Botschafterin Schavan gratuliert Franziskus zum Achtzigsten

"Der Papst, der viel Dynamik in die Kirche bringt"

Annette Schavan ist die deutsche Botschafterin im Vatikan und trifft deshalb regelmäßig Papst Franziskus. Über ihre Wünsche zu seinem 80. Geburtstag an diesem Samstag spricht Schavan im domradio.de-Interview - und über eine ganz besondere Begegnung.

Annette Schavan mit Franziskus / © Uli Deck (dpa)
Annette Schavan mit Franziskus / © Uli Deck ( dpa )

domradio.de: Was wünschen Sie Papst Franziskus heute zum Achtzigsten?

Annette Schavan (Botschafterin der Bundesrepublik Deutschland beim Heiligen Stuhl): Vor allen Dingen Wohlergehen, Kraft, Gottes Segen für ein Amt, das ja wirklich schwer und im Moment mit viel Dynamik verbunden ist. Da kann man ihm in diesem Alter schon ganz besonders wünschen, dass ihm die Kraft erhalten bleibt und diese ungewöhnliche Aufmerksamkeit für Menschen, die ihm begegnen.

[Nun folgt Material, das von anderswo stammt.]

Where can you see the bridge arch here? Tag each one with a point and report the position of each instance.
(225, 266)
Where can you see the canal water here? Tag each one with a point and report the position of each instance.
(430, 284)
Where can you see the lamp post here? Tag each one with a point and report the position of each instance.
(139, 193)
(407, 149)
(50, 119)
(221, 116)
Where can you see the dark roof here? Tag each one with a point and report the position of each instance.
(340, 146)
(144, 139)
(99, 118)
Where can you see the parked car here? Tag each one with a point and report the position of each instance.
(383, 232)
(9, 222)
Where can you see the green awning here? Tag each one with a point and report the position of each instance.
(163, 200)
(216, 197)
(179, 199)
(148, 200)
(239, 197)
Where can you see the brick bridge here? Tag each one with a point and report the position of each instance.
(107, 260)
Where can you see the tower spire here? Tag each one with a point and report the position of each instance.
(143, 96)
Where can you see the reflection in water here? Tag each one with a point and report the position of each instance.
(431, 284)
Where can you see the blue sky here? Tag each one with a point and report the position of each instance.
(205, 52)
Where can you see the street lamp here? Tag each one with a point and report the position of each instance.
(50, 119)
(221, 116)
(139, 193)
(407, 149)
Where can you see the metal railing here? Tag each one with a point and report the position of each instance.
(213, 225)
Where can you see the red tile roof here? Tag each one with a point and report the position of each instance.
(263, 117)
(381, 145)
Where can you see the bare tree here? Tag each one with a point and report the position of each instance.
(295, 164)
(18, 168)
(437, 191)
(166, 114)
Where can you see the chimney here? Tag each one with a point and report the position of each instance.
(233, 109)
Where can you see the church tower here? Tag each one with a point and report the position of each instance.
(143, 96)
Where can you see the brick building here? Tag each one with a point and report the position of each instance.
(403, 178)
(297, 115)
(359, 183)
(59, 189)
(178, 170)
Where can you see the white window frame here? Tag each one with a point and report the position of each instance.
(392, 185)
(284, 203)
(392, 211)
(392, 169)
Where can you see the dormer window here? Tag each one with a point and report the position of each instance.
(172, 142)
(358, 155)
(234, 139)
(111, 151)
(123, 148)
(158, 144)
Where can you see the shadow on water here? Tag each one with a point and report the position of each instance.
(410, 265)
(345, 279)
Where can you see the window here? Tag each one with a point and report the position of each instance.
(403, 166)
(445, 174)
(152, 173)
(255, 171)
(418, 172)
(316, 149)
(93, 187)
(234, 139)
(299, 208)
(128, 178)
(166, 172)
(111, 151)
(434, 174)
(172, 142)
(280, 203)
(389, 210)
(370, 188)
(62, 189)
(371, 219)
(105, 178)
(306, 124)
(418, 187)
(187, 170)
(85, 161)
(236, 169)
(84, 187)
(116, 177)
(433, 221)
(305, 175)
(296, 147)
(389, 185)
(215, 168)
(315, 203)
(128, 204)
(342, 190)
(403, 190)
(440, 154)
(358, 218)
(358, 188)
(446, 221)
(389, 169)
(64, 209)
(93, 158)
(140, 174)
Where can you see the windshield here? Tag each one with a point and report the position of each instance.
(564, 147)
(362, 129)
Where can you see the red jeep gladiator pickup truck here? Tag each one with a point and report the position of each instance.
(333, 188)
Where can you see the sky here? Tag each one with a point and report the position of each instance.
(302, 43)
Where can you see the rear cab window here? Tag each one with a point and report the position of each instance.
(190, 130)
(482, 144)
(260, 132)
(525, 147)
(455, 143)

Und für die Zeit, in der wir leben und in der er ja wirkt wie ein Fels in der Brandung.

domradio.de: Da haben Sie schon ein Thema angesprochen, was ja unsereins von außen besonders interessiert: Wie schafft er das, die Strapazen seines Amtes wegzustecken? Was für einen Eindruck macht Papst Franziskus auf Sie?

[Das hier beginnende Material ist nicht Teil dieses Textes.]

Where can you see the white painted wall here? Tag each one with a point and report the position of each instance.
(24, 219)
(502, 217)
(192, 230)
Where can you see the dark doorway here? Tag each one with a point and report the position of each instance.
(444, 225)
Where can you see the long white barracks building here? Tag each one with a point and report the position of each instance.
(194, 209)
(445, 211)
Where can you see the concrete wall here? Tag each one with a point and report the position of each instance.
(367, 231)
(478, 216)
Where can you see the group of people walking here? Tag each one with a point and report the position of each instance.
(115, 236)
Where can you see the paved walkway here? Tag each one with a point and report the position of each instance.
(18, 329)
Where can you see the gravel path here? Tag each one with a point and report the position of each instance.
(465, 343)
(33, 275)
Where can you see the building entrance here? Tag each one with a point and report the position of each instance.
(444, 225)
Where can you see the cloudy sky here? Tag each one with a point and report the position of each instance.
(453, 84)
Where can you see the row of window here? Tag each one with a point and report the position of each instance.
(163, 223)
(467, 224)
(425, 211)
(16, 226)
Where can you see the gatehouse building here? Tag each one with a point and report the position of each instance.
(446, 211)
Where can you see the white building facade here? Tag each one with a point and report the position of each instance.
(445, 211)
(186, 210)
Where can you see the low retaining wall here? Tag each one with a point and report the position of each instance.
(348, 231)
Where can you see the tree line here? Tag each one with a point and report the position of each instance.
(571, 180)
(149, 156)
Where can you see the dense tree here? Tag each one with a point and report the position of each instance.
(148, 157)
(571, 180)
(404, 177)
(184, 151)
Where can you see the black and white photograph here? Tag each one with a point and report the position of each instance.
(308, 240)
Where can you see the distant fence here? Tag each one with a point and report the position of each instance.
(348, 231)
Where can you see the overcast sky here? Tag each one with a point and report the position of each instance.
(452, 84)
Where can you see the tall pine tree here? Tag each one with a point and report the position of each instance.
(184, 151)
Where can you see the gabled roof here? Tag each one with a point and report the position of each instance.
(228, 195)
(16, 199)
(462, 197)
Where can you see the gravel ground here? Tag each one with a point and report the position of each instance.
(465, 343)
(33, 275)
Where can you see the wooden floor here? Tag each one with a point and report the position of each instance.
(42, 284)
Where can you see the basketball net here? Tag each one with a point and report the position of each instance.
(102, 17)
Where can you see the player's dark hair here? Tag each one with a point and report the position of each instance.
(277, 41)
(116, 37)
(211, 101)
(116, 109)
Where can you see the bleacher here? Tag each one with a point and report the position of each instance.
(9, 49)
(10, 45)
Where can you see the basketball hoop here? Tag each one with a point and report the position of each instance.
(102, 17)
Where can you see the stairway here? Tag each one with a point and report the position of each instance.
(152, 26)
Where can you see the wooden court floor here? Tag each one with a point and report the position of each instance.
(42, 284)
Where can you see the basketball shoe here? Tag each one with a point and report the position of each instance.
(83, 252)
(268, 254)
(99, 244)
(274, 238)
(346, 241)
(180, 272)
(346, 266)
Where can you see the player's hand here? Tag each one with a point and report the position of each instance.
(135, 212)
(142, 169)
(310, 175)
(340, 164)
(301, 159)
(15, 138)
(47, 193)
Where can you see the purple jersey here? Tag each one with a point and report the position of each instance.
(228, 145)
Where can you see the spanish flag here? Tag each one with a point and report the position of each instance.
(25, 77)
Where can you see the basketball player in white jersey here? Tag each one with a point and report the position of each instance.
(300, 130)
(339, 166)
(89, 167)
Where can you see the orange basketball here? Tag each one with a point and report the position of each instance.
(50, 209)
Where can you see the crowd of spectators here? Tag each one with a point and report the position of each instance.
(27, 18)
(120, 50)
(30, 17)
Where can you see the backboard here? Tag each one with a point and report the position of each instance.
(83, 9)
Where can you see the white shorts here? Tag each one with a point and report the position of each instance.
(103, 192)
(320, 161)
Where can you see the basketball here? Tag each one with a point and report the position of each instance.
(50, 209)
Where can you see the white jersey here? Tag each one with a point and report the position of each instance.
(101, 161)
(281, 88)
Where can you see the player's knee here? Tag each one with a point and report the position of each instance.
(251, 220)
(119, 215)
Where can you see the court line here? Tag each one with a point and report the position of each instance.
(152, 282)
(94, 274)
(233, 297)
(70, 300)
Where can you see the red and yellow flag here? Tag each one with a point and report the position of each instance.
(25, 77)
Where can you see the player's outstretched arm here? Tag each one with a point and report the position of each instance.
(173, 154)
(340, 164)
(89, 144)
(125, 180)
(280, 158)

Schavan: Das ist wirklich bewundernswert. Das Alter, dieses Pensum vor allem, die tägliche Begegnung mit so vielen Menschen. Und NIE haben diesen Menschen den Eindruck, er nimmt mich nicht wahr oder bekommt nicht mit, sondern immer sagen sie danach: "Das war eine Begegnung mit so viel Aufmerksamkeit, wie das selten in öffentlichen Begegnungen möglich ist." Er ist der Papst, der viel Dynamik in die Kirche bringt. Der ungewöhnlich aktiv ist. Aber, und vielleicht ist das eine Kraftquelle, er ist doch der Papst, der viel vom Gebet spricht und selbst ein Beter ist. Der sich zurückzieht. Der von sich selbst sagt: "Ja, ich mache viel, aber ich mache nur so viel, wie es geht." Er hat ein Gespür für seine Kräfte. Er hat ein Gespür für Rückzug. Er lässt sich nicht unter Druck setzen und hat wohl auch ein großes Gottvertrauen.

domradio.de: Sie haben eben gesagt, es sind immer wieder Begegnungen, bei denen klar wird, was Franziskus eigentlich ausmacht. Jetzt sind Sie Botschafterin beim Heiligen Stuhl und das bedeutet ja, dass Sie deutsche Gäste begleiten, die Papst Franziskus besuchen. Gibt es da Begegnungen, die Ihnen auch besonders im Gedächtnis geblieben sind?

Schavan: Aus dem vergangenen Jahr ist mir besonders die Begegnung von über 1000 Pilgerinnen und Pilgern aus Mitteldeutschland im Gedächtnis geblieben, die unter dem Motto "Mit Luther zum Papst" einige Tage in Rom waren. Und sie habenauch den Papst getroffen in der großen Audienzhalle. Es stand eine dunkelrote Kunststofffigur von Martin Luther in der Audienzhalle. Das hätte sich Martin Luther sicher auch nie denken können und das war wieder so eine Begegnung, bei der der Papst die vielen, vor allem jungen, Leute aus Sachsen-Anhalt, Brandenburg und Thüringen tief beeindruckt hat mit seiner Spontaneität, mit der Art, wie er antwortet. Am Ende hat er ihnen eine Frage gestellt: was denn wohl besser sei, evangelisch oder katholisch. Und nachdem natürlich alle geschmunzelt oder gelacht haben, hat er dann selbst geantwortet: "Am besten sind sie zusammen."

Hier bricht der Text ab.